Would it surprise you if I told you that you should have 3 times your income saved by the time you’re 40? If you’re 35 and making $65,000 a year, you should have $130,000 stashed away so far. Closing in on retirement at 55? You should have 7 times your income saved. I hope these numbers grabbed your attention! This is, of course, assuming a retirement age of 67 and that you started saving 15% of your income starting at age 25. If you plan on retiring early or have something in mind that differs from your current lifestyle, you will need to adjust accordingly.

Benchmark Yourself

Fidelity is great at putting personal finances into perspective and came out with this guide some years ago. The infographic below shows a savings rate of 15%, again starting at age 25, and maintaining that 15% savings rate every year through every pay increase and investing it to earn a 5-6% annual return.

Fidelity Age Savings                                                                                                                                                                  Courtesy of Fidelity.com

Late Saver

Now a return of 5-6% is very doable but if you’re getting a late start, perhaps its time you consider a more aggressive approach to get yourself back on track. Take a step back and review your willingness, ability, and need to take risk. Your willingness is your personal comfort level of risk when it comes to investing and the volatility that you can emotionally handle, the ability is in reference to what you are actually able to save, and your need to take risk depends on your future needs in order to achieve financial independence in time.

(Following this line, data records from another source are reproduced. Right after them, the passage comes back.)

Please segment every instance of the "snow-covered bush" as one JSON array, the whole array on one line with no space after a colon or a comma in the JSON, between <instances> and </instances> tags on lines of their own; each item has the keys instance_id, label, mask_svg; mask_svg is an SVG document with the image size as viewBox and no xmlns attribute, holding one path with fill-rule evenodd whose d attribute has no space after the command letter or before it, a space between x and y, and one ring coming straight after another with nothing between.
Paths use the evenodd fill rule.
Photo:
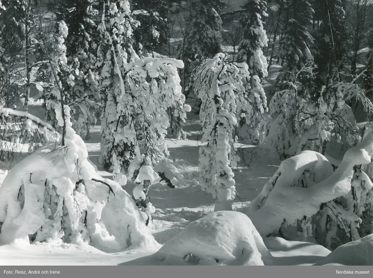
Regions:
<instances>
[{"instance_id":1,"label":"snow-covered bush","mask_svg":"<svg viewBox=\"0 0 373 278\"><path fill-rule=\"evenodd\" d=\"M156 244L131 196L96 173L71 127L70 109L64 108L64 119L59 107L56 114L66 126L65 143L55 142L26 158L0 187L0 240L89 242L101 221L122 248Z\"/></svg>"},{"instance_id":2,"label":"snow-covered bush","mask_svg":"<svg viewBox=\"0 0 373 278\"><path fill-rule=\"evenodd\" d=\"M251 221L236 211L213 212L191 222L152 256L179 265L263 265L272 260Z\"/></svg>"},{"instance_id":3,"label":"snow-covered bush","mask_svg":"<svg viewBox=\"0 0 373 278\"><path fill-rule=\"evenodd\" d=\"M349 240L357 239L363 212L370 209L364 200L370 199L372 182L366 174L355 173L354 167L370 163L372 155L369 128L334 172L326 158L316 152L304 151L286 159L251 202L248 214L262 236L294 237L290 225L298 226L295 233L302 232L304 240L311 236L329 248L332 237L342 239L338 230L349 234ZM357 197L361 199L354 201Z\"/></svg>"},{"instance_id":4,"label":"snow-covered bush","mask_svg":"<svg viewBox=\"0 0 373 278\"><path fill-rule=\"evenodd\" d=\"M235 129L238 119L250 119L253 111L244 85L250 76L248 68L246 63L230 63L219 53L193 74L194 89L202 101L202 141L207 142L200 149L200 183L204 191L217 196L216 211L231 210L235 196Z\"/></svg>"}]
</instances>

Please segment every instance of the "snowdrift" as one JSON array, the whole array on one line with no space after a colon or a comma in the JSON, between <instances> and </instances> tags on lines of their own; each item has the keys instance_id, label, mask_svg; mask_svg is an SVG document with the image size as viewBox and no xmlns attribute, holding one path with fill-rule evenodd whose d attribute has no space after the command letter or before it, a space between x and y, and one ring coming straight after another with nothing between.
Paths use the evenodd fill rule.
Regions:
<instances>
[{"instance_id":1,"label":"snowdrift","mask_svg":"<svg viewBox=\"0 0 373 278\"><path fill-rule=\"evenodd\" d=\"M373 265L373 234L340 246L314 265Z\"/></svg>"},{"instance_id":2,"label":"snowdrift","mask_svg":"<svg viewBox=\"0 0 373 278\"><path fill-rule=\"evenodd\" d=\"M154 254L121 264L264 265L272 259L247 215L222 211L191 222Z\"/></svg>"}]
</instances>

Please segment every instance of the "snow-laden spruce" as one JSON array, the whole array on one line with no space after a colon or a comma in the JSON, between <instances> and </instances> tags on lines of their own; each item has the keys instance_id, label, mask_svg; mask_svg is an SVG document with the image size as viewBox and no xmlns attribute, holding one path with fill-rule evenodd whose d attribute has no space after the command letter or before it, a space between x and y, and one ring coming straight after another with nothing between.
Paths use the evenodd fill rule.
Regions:
<instances>
[{"instance_id":1,"label":"snow-laden spruce","mask_svg":"<svg viewBox=\"0 0 373 278\"><path fill-rule=\"evenodd\" d=\"M122 248L156 246L131 196L95 171L64 108L64 120L55 109L58 124L66 126L64 145L54 142L29 156L0 187L0 240L89 242L102 221Z\"/></svg>"},{"instance_id":2,"label":"snow-laden spruce","mask_svg":"<svg viewBox=\"0 0 373 278\"><path fill-rule=\"evenodd\" d=\"M207 143L200 149L200 183L204 191L217 196L216 211L231 210L235 196L235 129L242 114L250 119L253 111L244 85L250 77L248 69L245 63L230 63L219 53L193 74L194 89L202 101L202 140Z\"/></svg>"},{"instance_id":3,"label":"snow-laden spruce","mask_svg":"<svg viewBox=\"0 0 373 278\"><path fill-rule=\"evenodd\" d=\"M237 61L249 66L250 77L246 89L253 105L251 113L239 120L242 128L238 136L248 143L257 143L263 141L264 130L258 127L264 121L263 113L268 111L263 83L268 75L267 59L263 54L268 39L262 21L268 15L266 3L263 0L250 0L242 7L245 13L239 21L244 29L244 39L238 45Z\"/></svg>"},{"instance_id":4,"label":"snow-laden spruce","mask_svg":"<svg viewBox=\"0 0 373 278\"><path fill-rule=\"evenodd\" d=\"M89 128L95 123L100 107L98 79L95 66L97 52L99 4L94 0L63 0L57 7L57 20L68 28L65 39L68 63L76 71L74 86L69 91L69 106L78 115L73 127L83 139L89 139Z\"/></svg>"},{"instance_id":5,"label":"snow-laden spruce","mask_svg":"<svg viewBox=\"0 0 373 278\"><path fill-rule=\"evenodd\" d=\"M98 65L104 105L100 162L112 168L115 180L122 185L128 178L139 184L133 196L148 221L154 211L147 197L158 177L154 167L169 155L167 111L173 110L185 122L190 107L184 104L178 72L183 62L140 59L131 45L132 26L137 23L131 18L128 2L119 4L115 13L104 13L99 27L103 41Z\"/></svg>"}]
</instances>

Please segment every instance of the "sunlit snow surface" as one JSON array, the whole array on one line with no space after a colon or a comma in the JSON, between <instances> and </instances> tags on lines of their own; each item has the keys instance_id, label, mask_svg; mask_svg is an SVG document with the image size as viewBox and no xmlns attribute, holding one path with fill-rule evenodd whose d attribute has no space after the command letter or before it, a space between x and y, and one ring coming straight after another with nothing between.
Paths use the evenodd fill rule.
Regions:
<instances>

Keep in mind, this is only a rough guideline to see whether you’re on track with your savings goals. Everyone is different and your needs may vary depending on your circumstances and personal goals. Visit with your advisor as they can make sure you’re not taking on too much risk or vice versa in your portfolio. It also is a great time to review how the new tax reforms are going to affect your income as many are going to see their tax rates go down creating a great opportunity to take those savings and catch-up to where you need to be.